Back outside in the pouring rain a few of us tried to eat our butties on the hoof, but the others shot off ahead. The laggards, me, Sue, David and Julie, went up by Black Hall and on to the Offa's Dyke path, where it was no less muddy than elsewhere. I even saw a bird of prey, perhaps a sparrowhawk, flying about a foot above the ground in the wind and rain.
It transpired that the others had taken a longer route, and we saw them behind us on the muddy ascent of Cwm-sanaham Hill. Unable to find a sheltered spot on the ascent, we eventually sought slight respite beside some gorse bushes - more tea and cake. Here the others joined us. They were wet. Mike C, as usual in wet conditions, had been moaning.
With the wind coming strongly from the west, we were now a little more sheltered on the long descent to Knighton. The Offa's Dyke route took us down the west side of Kinsley Wood, past lots of chaffinches in the budless hedges, along the River Teme, and into the town.
I had sped down the hill and found Mad (Martin B) sloshing around the town in his sodden clothes. Lots of curious little shops. Luckily I had remained dry! (New overtrousers helped, and my Trazeta summer boots worked fine.)

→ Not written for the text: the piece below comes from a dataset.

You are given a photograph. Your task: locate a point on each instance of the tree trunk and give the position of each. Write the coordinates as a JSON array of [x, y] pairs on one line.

So, back to base for a jolly evening with Julie's soup, pate and melon, followed by home-made chicken curry, lamb casserole, and fennel and lentil au gratin - all prepared by Sue and me on Thursday evening, as was the apple crumble that followed, with a fruit salad accompaniment. Beer, a firkin sponsored by Keith, washed everything down very effectively.
Sunday 9 March
Wow, it dawned dry!
After a breakfast of fruit salad and sausages, and some packing up, we left the hostel at around 10.30 under the flapping wings and the mewing of a buzzard. It was still windy, but with sunny spells, it was much better than Saturday.
A gentle climb, on fields, road and track, past ponds, led to Bury Ditches fort, and a traverse around the hill on a narrow path to attain the top of Sunnyhill.
The following pictures were taken en route to the summit.
It was very windy on the summit. Trees had been removed and the ditches were four feet deep. All round views were excellent. Sue W missed them as she'd had to return to Clun due to a 'bad knee'.
A good track led onwards, and the party split, with Phil, Anne, Tara and Mike W returning to Clun, and GI, Carol, Matthew, David, Julie and others continuing to the Hundred Inn at Purslow.
A lovely track led past ancient oaks with low spreading branches, then the lack of public access along a short section of track enforced a lengthy detour, then a road trot to the Inn.
The hedges were just beginning to sprout, and lots of chaffinches flew out as we passed. We met up with Keith and Zoe in the Inn, before continuing. It was chilly, but we found a pleasant spot for a sandwich, next to a stream with mallards, and beside long-tailed tit laden trees that triggered a bit of 'mountaineering'.
It was a nice return route to the hostel - we climbed again, into woods where we reached a TV tower, then we followed tracks and finally the road, to return to Clun. Unfortunately it drizzled for the last half hour or so, washing out the colour we'd had during the morning sunshine.
Around 4.30 pm, after an 11 mile stroll, we set off home, via Shrewsbury, where we visited my Uncle Peter in hospital for the last time.
I recall the cost of this entire weekend (there were 20 odd of us) being about £25 per person, with food being about £10 each - Julie having spent £60 on starters, and Sue and I having spent £145 on the rest.